Staßfurt l Nachdem erst die Grundschule in Förderstedt und in der vergangenen Woche drei Kitas in der Stadt verwüstet und um Bargeld gebracht worden sind, machen die Täter jetzt offenbar weiter in Richtung Schulen.

Aus dem Gymnasium in Staßfurt wurden in der Nacht zum Sonnabend nach Angaben der Polizei im Salzlandkreis Bargeld und eine Digitalkamera gestohlen. „In Bernburg haben wir noch gar keine Aufstellung über die Dinge, die fehlen“, so Polizeisprecher Marco Kopitz.
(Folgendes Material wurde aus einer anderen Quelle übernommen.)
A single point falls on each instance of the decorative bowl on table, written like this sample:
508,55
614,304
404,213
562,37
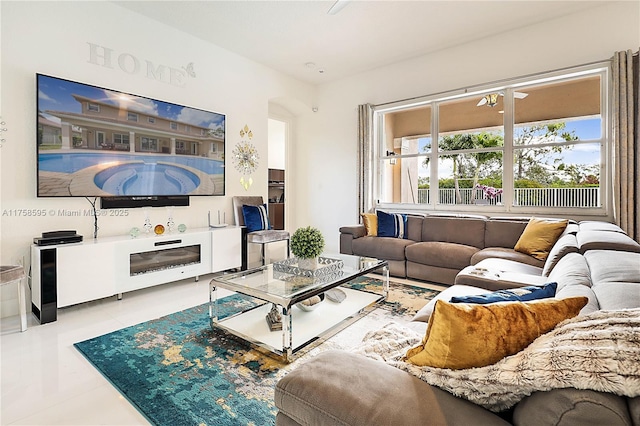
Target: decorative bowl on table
311,303
324,266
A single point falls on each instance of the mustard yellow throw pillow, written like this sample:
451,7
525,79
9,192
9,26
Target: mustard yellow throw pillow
370,224
539,236
467,335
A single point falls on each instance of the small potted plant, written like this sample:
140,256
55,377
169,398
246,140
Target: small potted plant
307,244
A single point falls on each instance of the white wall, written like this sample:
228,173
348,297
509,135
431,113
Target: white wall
52,38
326,195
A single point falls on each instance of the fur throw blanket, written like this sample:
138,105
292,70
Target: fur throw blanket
599,351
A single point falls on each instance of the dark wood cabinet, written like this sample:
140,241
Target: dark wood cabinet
276,198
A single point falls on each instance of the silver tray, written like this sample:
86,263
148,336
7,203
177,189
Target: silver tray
325,266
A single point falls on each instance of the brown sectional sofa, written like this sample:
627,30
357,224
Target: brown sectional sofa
592,259
439,246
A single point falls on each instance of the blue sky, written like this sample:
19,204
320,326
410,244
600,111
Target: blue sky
55,94
586,129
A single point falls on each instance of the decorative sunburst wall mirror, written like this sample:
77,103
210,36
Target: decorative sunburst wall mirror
245,157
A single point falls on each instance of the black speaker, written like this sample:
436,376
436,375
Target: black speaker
48,311
244,249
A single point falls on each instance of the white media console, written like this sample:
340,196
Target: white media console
68,274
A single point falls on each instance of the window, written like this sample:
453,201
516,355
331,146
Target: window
532,145
121,138
148,144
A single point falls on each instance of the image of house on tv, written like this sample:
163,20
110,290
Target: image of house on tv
104,126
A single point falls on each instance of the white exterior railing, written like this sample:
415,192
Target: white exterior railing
534,197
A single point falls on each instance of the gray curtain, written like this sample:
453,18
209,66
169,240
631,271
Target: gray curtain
626,146
365,159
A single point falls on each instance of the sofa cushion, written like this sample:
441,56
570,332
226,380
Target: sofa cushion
574,279
539,236
565,244
568,407
447,255
342,388
455,290
522,294
370,222
616,278
414,227
388,248
467,231
606,240
598,225
505,253
503,233
392,224
464,335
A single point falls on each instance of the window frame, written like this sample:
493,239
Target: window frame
601,69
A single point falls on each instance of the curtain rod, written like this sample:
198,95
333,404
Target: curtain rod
493,83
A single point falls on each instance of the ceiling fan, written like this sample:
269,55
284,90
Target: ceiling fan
492,98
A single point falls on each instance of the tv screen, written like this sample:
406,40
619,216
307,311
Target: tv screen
97,142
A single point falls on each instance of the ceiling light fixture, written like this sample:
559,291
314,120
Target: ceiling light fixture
337,6
492,99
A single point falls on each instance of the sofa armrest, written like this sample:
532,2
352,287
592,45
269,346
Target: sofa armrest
348,234
342,388
356,230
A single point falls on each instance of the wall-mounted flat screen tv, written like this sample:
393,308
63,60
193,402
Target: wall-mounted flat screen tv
97,142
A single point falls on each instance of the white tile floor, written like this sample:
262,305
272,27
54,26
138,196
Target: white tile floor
46,381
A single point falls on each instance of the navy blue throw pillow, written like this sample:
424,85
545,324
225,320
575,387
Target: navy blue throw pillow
521,294
392,225
256,218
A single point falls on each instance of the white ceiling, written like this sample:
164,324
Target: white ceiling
365,34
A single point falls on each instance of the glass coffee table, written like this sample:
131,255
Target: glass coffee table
286,322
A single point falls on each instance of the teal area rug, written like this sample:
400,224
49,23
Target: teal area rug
176,370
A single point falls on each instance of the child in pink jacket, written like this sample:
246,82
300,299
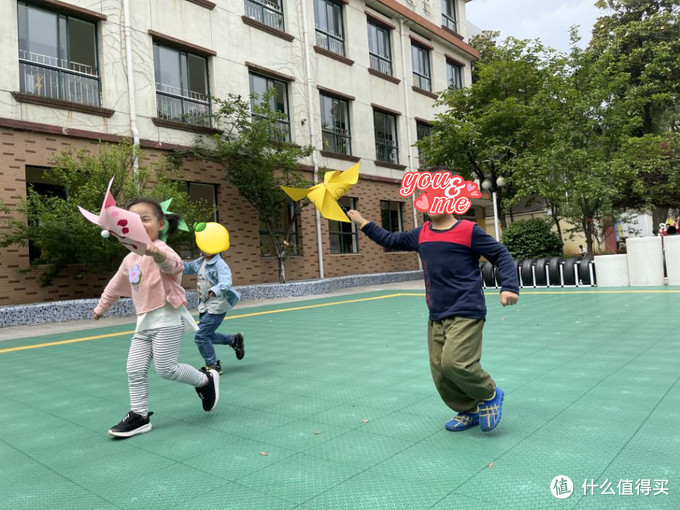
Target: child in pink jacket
153,280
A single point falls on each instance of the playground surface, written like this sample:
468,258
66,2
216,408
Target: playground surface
333,408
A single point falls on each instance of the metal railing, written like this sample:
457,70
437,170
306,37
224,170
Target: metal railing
172,105
545,272
449,22
336,140
330,42
386,150
380,63
46,76
421,81
268,13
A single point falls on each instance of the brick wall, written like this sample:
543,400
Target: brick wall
21,148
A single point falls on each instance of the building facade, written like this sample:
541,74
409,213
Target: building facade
356,79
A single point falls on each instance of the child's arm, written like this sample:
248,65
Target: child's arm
406,241
168,261
224,279
118,286
192,266
497,254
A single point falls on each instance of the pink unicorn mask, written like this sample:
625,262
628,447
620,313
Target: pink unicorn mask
126,226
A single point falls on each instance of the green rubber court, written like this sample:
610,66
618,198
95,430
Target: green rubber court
333,408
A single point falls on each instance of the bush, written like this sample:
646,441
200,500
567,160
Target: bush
532,239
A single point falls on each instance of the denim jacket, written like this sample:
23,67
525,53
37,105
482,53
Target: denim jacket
218,275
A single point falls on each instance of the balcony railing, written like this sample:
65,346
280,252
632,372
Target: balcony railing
56,78
386,150
172,105
330,42
336,140
449,22
268,13
421,81
381,64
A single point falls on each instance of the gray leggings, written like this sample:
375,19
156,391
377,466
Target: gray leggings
161,345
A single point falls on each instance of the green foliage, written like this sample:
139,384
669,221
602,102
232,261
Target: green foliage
489,124
531,239
57,229
253,151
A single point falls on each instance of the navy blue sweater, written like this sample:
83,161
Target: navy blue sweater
453,282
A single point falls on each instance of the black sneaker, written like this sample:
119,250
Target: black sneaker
216,367
131,425
210,393
238,346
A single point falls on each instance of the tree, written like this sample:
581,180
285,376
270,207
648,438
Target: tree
642,39
256,158
574,169
489,124
51,224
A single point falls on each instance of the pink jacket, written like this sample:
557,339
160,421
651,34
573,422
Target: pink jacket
150,285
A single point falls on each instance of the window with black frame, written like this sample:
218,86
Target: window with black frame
421,66
391,217
58,56
344,237
379,47
386,141
39,181
449,15
423,130
182,90
282,222
278,102
454,75
335,125
330,34
267,12
204,194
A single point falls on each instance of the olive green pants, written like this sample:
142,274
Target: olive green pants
455,346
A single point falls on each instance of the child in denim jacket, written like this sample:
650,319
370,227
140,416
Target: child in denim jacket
215,298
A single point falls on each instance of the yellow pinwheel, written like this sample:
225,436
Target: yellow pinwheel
325,195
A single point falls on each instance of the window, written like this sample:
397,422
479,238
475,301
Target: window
344,236
206,193
454,75
379,48
390,217
259,85
423,130
385,128
449,14
281,224
421,66
335,125
268,12
329,32
182,92
39,181
58,56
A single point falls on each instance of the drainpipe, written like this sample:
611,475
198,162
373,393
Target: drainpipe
405,80
407,110
131,87
312,125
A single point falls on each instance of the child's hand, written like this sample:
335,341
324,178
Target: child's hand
508,298
355,216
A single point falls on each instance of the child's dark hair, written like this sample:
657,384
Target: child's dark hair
172,220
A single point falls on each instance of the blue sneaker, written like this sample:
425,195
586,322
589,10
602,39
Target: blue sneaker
490,411
462,421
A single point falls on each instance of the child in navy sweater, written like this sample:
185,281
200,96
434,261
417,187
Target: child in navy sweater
450,250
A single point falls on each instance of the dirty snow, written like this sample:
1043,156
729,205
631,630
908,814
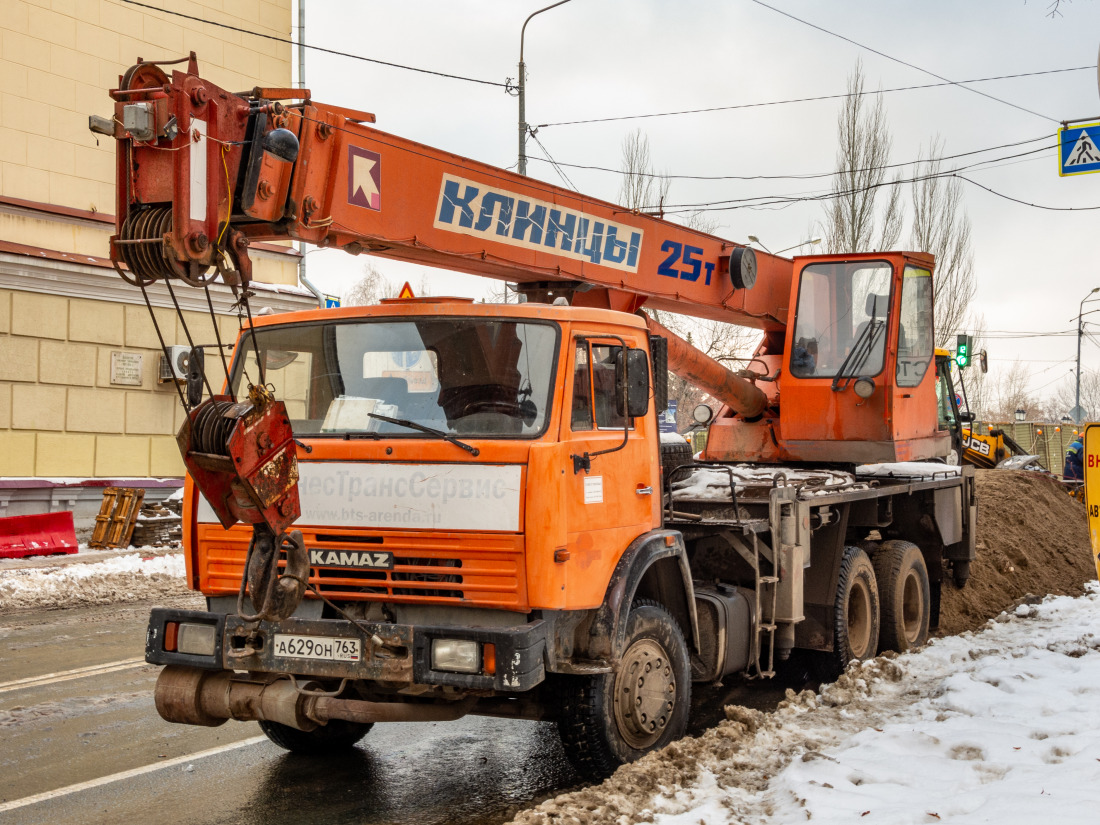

Denn in derselben Nacht brachen auch Diebe am Bernburger Gymnasium ein und durchwühlten sämtliche Räume und Schränke.

Alle Türen aufgehebelt

Zwar ist der Gesamtwert der gestohlenen Sachen am Staßfurter Gymnasium laut Polizei nicht allzu hoch, aber da etliche Türen aufgehebelt wurden, um in die Klassenräume zu kommen, werden hohe Reparaturkosten anfallen. Über ein Fenster im Erdgeschoss waren die Täter ins Haus gekommen.

Schulleiter Steffen Schmidt möchte nicht viel zu dem Vorfall sagen. „Ich möchte den Menschen, die so etwas tun, nicht auch noch Präsenz in der Öffentlichkeit geben“, bittet er um Verständnis. Eine Anfrage eines Fernsehsenders für einen Drehtermin habe er auch abgewiesen.

„Ich kann nur sagen, dass wir relativ schnell wieder zum normalen Schulbetrieb zurückgekehrt sind“, so Steffen Schmidt. „Alles läuft wieder im Takt.“ Alle Räume im Gymnasium seien heute benutzbar.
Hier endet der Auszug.